Il leur arrivait également de bloquer volontairement la galerie en se mettant en travers afin d'obtenir une friandise, une carotte ou du pain car ils se souvenaient très bien en avoir reçu précédemment à cet endroit.
Les chevaux avaient appris à reconnaître leurs parcours dans l'obscurité et évitaient les embûches, baissaient la tête sous une poutre menaçante, s'arrêtaient à bonne distance des portes pour laisser la place à son meneur d'agir.
C'est ainsi que les chevaux devenus aveugles restaient parfois employés au fond de la mine. Ils se déplaçaient sans difficulté dans les galeries, car leur travail étant très répétitif, ils avaient pu mémoriser la conformation des lieux avant de perdre la vue.
Quand il était l'heure, le meneur de chevaux le détachait et lui disait : « allez va ». Il partait à l'écurie à toute vitesse et personne n'avait intérêt à se trouver sur son passage. Il allait manger son avoine bien méritée.
Malheureusement les accidents des mines étaient souvent fatal aux chevaux.
Les éboulements, les coups de grisou ou les inondations ne leur laissaient aucune chance de survie. Les hommes étant sauvés les premiers... Il y a bon nombre d'histoires bouleversantes concernant la survie des chevaux à un affaissement des galeries.
Lorsqu'ils remontaient on était obligé de les habituer à la lumière du jour pour ne pas leur brûler la rétine et les rendre aveugle. Malheureusement, ils étaient souvent épuisés après toutes ces années de travail. Beaucoup d'entre eux profitaient très peu de ce bonheur et étaient envoyés directement aux abattoirs.
En 1920, 500 chevaux par compagnies minières travaillent dans les galeries souterraines.
En 1936, les chevaux eurent droit à une semaine de vacances aux prés par an.
Les hommes, eux, connurent leur première semaine de congés payés.
En 1937, à Aniche, une écurie fut construite en surface afin d'accueillir les chevaux qui pouvaient alors remonter les dimanches et les jours fériés.
En 1960, la mécanisation fit petit à petit son apparition et en 1970, les locomotives diesel remplacèrent les chevaux.
L'époque du cheval dans les mines fut alors définitivement résolue et l'on peut s'en féliciter.
Les anciens mineurs se souviennent avec nostalgie du temps où les chevaux étaient leur compagnon de labeur.
« A la vue du soleil, les chevaux montraient une joie sans pareil.

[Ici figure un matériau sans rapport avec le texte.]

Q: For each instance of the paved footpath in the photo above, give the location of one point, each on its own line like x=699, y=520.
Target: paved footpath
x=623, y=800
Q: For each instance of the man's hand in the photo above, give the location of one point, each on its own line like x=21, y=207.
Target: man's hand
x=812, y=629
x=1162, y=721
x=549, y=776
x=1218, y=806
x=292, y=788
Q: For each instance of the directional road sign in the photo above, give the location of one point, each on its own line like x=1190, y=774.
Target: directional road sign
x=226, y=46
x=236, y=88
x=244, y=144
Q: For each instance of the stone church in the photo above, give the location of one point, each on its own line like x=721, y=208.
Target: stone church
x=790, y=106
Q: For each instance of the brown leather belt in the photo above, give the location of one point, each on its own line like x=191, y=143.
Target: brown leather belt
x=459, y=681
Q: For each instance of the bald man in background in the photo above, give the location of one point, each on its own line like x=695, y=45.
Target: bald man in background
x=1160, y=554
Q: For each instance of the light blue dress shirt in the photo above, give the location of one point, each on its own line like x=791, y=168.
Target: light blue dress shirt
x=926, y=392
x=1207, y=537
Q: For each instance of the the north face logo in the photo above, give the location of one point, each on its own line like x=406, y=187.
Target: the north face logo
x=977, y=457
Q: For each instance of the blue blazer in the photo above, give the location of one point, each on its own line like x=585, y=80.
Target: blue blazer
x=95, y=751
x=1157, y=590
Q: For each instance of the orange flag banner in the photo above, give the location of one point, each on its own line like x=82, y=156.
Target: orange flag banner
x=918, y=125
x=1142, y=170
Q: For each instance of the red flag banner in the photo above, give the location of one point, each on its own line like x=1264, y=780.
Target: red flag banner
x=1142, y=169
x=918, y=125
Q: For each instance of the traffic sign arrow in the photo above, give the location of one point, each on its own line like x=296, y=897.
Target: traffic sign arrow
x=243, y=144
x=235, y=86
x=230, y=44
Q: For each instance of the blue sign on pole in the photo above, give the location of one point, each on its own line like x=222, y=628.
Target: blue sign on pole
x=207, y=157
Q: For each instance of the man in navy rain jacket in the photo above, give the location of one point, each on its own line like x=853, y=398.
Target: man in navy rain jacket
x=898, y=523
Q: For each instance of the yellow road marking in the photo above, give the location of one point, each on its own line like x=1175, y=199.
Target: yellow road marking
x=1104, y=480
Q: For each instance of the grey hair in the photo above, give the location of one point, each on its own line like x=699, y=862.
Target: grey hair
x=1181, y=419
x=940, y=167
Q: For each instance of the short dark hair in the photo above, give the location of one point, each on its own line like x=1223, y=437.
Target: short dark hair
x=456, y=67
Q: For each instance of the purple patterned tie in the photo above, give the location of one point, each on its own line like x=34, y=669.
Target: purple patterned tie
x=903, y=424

Bien qu'étant un animal, leur vie au fond des mines n'avait rien d'humain !
Ils étaient intelligents. Ses bêtes étaient attachantes, c'est avec beaucoup de respect pour leur conditions de vie que l'on a préférer les remplacer par du matériel plus moderne.
Ils les connaissaient très bien et leur apportait chacun des petites friandises ».
Le cheval fut l'élément crucial de l'industrie minière du début du siècle.
Les souffrances endurées par les mineurs, si bien évoquées par Emile Zola, le furent aussi par les chevaux.